Children on the move and unaccompanied and separated children

Children on the move and unaccompanied and separated children (UASC) face many protection risks in Europe, including detention, sexual and gender-based violence, further family separation, psychological distress, and security risks. These risks are exacerbated when UASC are placed in inadequate reception facilities and without appropriate care. Lack of educational opportunities or recreational activities also impact UASC well-being. UNHCR, jointly with UNICEF and IRC has launched a Roadmap to strengthened policies and practices for UASC in Europe.

Sexual and gender-based violence

Sexual and gender-based violence is a growing threat to refugees across Europe, exacerbated by poor reception conditions, lack of specific services available to SGBV survivors, long procedures, family separation, and limited prospects and support for integration. Refugees and migrants face severe risks of SGBV on their way to Europe as well as after reaching the continent. Left with no other option, many resort to harmful coping mechanisms, including survival sex, and become exposed to sexual exploitation.

Integration into host communities

Integration involves a two-way process between refugees and their host communities. To build social cohesion, stability and security, it requires that communities are well-equipped to receive refugees, and that refugees are well-supported to realize their potential in their new environments. The ability for refugees to live and build futures for themselves wherever they are in Europe can contribute to an effective asylum system and reduce pressures for onward movement. Investing in the integration of refugees yields positive benefits for refugees as well as host communities, providing a sense of belonging and a future.

Communication with communities

Effective two-way communications with refugee populations is critical in ensuring that their voices are placed at the centre of defining needs and adequate solutions in UNHCR’s programmatic response, as well as in ensuring their access to asylum systems and rights in Europe. Providing information that is readily accessible in the appropriate languages, using multiple platforms, and for people of different ages, and in line with legal procedures, available services, and rights and obligations is a key priority. UNHCR works to establish platforms for refugee feedback and participation in order to enhance accountability to and participation of refugee communities.

Judicial engagement

UNHCR’s work on judicial matters centres around court interventions, informal support to lawyers on strategic litigation and initiatives to train and build capacity among lawyers and judges.

Statelessness in Europe

Among the millions of stateless people worldwide, UNHCR estimates that over 570,000 live in Europe. The causes vary, but one leading factor in Eastern Europe was the dissolution of the Soviet Union in 1991. Many people with expired Soviet passports have not been able to acquire the nationality of the state in which they reside. In the former Yugoslavia, groups of people fell between the cracks created by new nationality laws and became stateless. Though many have managed to establish or confirm their nationality, members of minority groups in south-eastern Europe, especially the Roma, still struggle to access the documents needed to confirm their nationality. Throughout Europe, gaps in nationality legislation continue to create situations of statelessness.

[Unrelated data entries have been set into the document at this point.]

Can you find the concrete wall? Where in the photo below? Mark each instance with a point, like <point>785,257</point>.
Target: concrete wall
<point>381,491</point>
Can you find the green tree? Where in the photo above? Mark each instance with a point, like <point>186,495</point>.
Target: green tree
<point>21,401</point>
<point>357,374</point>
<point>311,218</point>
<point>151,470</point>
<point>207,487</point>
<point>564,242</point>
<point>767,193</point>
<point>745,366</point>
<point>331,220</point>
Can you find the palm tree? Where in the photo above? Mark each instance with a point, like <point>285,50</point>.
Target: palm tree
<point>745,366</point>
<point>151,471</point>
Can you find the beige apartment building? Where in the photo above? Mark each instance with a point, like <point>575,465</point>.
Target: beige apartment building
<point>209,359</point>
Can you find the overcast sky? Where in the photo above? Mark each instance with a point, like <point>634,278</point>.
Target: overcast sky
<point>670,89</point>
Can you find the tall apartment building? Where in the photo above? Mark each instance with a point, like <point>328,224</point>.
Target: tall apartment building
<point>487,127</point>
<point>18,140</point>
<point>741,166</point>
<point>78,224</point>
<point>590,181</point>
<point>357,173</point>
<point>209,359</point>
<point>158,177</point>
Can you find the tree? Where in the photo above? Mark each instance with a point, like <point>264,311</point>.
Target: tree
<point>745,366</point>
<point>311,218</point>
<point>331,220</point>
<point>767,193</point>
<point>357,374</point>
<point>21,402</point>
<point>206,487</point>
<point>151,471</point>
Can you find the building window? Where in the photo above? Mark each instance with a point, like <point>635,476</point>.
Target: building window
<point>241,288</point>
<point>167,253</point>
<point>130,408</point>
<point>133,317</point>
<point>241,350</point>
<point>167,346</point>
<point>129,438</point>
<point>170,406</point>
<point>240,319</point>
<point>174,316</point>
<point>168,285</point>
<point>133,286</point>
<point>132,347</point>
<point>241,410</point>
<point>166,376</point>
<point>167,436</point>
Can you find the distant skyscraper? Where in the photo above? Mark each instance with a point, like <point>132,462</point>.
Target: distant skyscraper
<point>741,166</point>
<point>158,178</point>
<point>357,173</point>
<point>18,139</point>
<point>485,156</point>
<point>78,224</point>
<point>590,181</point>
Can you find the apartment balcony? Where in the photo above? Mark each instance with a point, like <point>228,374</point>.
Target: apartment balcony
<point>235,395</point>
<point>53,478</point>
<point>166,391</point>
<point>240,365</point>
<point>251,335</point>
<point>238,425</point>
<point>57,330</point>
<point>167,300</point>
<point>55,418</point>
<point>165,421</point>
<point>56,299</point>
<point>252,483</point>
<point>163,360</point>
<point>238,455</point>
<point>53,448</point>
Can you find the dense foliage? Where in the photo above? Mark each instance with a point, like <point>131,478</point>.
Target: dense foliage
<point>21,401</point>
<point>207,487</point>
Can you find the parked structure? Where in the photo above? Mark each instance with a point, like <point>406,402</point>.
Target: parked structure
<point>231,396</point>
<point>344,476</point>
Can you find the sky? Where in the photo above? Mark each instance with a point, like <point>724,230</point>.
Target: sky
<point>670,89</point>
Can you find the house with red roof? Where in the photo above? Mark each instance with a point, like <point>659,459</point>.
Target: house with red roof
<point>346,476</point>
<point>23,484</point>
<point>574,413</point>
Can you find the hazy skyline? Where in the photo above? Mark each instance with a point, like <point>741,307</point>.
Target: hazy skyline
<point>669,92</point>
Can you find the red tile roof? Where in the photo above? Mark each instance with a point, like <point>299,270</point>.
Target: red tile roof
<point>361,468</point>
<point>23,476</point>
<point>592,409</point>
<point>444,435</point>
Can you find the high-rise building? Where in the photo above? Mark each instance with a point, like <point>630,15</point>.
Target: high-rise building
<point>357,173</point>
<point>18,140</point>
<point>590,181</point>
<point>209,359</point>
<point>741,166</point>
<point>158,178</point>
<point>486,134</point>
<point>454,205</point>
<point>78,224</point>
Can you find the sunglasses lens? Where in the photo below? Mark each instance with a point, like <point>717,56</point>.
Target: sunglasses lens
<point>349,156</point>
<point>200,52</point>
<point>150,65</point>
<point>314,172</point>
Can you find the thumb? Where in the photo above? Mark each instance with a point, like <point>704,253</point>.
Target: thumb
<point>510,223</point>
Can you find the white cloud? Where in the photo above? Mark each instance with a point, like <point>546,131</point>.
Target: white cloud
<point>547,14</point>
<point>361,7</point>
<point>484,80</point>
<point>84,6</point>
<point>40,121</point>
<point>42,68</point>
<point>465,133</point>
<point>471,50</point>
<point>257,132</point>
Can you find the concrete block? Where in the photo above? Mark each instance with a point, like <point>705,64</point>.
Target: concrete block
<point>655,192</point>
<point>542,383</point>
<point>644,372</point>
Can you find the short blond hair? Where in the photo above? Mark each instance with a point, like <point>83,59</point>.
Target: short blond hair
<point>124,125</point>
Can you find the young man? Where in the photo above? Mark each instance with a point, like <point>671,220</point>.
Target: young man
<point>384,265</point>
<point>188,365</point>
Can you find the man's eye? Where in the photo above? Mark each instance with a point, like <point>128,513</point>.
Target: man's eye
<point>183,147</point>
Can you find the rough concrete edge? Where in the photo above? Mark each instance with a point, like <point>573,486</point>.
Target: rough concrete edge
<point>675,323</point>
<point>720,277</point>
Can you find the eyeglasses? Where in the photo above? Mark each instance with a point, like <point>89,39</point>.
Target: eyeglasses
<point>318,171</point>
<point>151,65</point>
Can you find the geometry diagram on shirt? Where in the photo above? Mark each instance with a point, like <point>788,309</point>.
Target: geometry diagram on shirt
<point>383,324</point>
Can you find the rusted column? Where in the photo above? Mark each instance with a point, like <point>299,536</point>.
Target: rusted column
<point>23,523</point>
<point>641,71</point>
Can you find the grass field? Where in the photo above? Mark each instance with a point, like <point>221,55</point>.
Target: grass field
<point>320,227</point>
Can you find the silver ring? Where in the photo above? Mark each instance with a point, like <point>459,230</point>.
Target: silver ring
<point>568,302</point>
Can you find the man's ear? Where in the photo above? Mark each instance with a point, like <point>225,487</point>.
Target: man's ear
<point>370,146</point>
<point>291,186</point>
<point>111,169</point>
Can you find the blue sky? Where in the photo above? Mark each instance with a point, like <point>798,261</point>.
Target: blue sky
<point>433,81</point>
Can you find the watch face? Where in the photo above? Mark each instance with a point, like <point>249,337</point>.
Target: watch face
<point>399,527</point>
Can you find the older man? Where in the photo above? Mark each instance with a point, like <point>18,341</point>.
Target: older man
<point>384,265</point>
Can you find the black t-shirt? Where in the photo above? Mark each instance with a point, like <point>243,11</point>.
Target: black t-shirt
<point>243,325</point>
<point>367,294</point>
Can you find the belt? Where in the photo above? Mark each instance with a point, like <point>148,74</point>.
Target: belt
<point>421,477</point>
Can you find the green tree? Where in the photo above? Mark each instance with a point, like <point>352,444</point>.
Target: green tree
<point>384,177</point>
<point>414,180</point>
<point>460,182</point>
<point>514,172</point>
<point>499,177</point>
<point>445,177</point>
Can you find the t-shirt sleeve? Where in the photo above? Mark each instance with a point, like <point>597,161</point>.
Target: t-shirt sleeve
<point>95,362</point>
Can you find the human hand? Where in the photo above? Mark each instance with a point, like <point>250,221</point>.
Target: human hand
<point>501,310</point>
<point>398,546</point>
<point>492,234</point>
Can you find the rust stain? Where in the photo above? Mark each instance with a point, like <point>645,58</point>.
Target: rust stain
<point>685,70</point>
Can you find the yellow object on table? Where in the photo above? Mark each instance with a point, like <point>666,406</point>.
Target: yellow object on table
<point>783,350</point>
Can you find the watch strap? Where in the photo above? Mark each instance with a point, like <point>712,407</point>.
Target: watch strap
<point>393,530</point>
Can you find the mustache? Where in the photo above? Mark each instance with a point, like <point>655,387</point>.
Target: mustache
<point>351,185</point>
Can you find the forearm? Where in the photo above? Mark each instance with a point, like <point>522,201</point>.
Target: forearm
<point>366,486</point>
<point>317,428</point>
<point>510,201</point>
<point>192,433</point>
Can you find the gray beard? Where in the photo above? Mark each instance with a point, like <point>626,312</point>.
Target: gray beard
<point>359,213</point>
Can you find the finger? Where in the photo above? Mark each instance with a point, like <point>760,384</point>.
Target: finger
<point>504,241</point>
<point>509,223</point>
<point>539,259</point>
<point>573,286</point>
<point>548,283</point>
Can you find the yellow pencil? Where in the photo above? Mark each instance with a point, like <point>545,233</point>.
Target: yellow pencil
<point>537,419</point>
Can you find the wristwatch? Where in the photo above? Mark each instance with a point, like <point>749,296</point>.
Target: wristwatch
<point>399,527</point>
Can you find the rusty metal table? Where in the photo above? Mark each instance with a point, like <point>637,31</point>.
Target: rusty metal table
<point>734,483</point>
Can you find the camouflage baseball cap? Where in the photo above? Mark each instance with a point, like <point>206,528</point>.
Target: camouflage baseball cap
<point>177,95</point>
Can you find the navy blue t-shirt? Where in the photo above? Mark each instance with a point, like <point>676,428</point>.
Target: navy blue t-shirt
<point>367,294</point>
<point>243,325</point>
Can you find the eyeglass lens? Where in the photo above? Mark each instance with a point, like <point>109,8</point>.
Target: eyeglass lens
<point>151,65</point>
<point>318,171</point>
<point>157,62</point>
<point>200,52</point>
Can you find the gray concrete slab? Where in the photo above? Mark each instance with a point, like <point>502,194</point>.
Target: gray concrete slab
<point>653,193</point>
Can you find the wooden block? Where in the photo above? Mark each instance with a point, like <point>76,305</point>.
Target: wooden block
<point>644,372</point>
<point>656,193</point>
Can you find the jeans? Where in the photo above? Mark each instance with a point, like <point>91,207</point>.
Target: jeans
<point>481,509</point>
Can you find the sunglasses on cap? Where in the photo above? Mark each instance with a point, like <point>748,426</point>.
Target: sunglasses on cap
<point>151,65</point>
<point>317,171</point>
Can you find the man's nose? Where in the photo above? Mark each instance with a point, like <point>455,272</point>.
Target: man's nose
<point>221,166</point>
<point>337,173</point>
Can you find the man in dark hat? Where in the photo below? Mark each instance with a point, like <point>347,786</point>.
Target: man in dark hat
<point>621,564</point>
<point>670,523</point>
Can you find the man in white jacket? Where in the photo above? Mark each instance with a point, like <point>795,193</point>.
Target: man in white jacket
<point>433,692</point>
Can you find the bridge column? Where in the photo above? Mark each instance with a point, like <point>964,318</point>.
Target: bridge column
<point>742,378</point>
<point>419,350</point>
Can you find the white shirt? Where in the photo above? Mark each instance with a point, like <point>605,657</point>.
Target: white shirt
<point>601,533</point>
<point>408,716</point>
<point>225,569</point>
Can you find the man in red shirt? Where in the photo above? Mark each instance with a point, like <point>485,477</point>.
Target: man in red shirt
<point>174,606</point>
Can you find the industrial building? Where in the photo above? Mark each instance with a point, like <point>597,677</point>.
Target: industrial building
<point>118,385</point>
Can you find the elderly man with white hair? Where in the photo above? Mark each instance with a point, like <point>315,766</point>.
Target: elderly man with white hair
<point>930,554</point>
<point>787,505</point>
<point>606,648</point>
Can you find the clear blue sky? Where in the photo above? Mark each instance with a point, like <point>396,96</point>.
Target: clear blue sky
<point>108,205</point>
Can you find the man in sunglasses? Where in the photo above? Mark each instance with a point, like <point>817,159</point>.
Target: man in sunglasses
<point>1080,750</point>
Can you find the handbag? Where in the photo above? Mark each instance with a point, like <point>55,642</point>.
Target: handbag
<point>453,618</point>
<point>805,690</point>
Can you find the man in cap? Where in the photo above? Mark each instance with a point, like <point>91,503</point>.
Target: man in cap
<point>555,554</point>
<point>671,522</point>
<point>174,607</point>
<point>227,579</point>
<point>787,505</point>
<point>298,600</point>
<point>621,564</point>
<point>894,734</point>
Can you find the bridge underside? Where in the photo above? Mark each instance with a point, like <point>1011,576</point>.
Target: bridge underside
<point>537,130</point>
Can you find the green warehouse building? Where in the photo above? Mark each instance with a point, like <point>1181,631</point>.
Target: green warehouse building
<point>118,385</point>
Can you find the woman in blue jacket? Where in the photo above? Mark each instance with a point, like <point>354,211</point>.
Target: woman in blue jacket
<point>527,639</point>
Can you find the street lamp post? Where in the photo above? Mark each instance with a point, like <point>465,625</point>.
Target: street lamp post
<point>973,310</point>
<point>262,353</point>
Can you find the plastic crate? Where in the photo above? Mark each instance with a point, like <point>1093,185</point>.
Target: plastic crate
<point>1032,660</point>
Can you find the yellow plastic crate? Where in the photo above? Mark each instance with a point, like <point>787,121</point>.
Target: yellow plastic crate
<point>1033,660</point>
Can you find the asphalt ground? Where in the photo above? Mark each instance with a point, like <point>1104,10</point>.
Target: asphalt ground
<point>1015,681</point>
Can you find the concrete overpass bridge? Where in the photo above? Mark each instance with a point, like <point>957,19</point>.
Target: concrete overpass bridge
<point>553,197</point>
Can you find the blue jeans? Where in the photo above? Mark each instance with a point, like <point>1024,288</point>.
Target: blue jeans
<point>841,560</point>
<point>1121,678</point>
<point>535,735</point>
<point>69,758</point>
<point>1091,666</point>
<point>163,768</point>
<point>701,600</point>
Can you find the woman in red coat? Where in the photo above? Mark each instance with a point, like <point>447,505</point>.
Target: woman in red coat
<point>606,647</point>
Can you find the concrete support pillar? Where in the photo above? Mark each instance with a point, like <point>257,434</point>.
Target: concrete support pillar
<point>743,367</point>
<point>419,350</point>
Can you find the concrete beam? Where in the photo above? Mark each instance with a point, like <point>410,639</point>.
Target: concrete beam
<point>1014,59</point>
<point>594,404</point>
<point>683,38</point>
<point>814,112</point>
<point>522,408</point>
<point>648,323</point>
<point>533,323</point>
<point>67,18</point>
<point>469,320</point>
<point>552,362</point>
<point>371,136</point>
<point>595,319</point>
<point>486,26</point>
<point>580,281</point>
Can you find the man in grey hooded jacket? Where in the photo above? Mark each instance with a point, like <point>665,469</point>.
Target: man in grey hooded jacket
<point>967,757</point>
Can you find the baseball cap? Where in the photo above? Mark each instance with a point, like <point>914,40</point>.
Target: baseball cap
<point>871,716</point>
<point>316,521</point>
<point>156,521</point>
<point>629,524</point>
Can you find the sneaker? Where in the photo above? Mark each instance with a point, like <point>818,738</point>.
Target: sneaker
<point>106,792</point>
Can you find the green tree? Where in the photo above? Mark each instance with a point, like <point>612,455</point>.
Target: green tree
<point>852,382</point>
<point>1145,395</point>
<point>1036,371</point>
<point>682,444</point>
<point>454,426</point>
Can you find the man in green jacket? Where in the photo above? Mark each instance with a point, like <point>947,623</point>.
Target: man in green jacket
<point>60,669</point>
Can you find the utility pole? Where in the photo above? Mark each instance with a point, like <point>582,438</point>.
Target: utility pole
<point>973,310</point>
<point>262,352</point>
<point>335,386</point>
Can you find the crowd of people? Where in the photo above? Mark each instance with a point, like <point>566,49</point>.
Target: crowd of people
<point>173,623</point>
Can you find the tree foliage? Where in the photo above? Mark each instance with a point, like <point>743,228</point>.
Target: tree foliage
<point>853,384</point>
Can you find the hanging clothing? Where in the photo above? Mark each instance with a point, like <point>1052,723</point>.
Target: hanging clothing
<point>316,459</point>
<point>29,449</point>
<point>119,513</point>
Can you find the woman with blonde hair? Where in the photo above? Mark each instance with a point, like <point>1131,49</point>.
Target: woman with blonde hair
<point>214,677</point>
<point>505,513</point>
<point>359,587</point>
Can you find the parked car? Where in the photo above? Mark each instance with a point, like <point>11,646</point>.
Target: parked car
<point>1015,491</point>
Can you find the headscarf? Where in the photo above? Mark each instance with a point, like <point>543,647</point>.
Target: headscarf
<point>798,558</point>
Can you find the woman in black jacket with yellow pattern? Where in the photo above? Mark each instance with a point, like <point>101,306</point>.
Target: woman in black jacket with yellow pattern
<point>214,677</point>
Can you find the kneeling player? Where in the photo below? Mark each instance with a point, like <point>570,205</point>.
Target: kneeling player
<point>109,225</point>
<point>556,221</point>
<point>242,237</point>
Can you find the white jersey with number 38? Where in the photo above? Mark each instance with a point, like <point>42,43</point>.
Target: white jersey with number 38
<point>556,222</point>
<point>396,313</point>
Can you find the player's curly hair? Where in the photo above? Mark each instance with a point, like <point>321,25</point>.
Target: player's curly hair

Statelessness can also be passed on from generation to generation. In some cases, stateless parents in Europe give birth to stateless children. In others cases, refugee or migrant mothers give birth in Europe and are unable to transfer their nationality to their child. Women from Syria, Iraq and 23 other nations globally are not allowed – under the nationality laws of their countries – to pass on their nationality to their child as men do.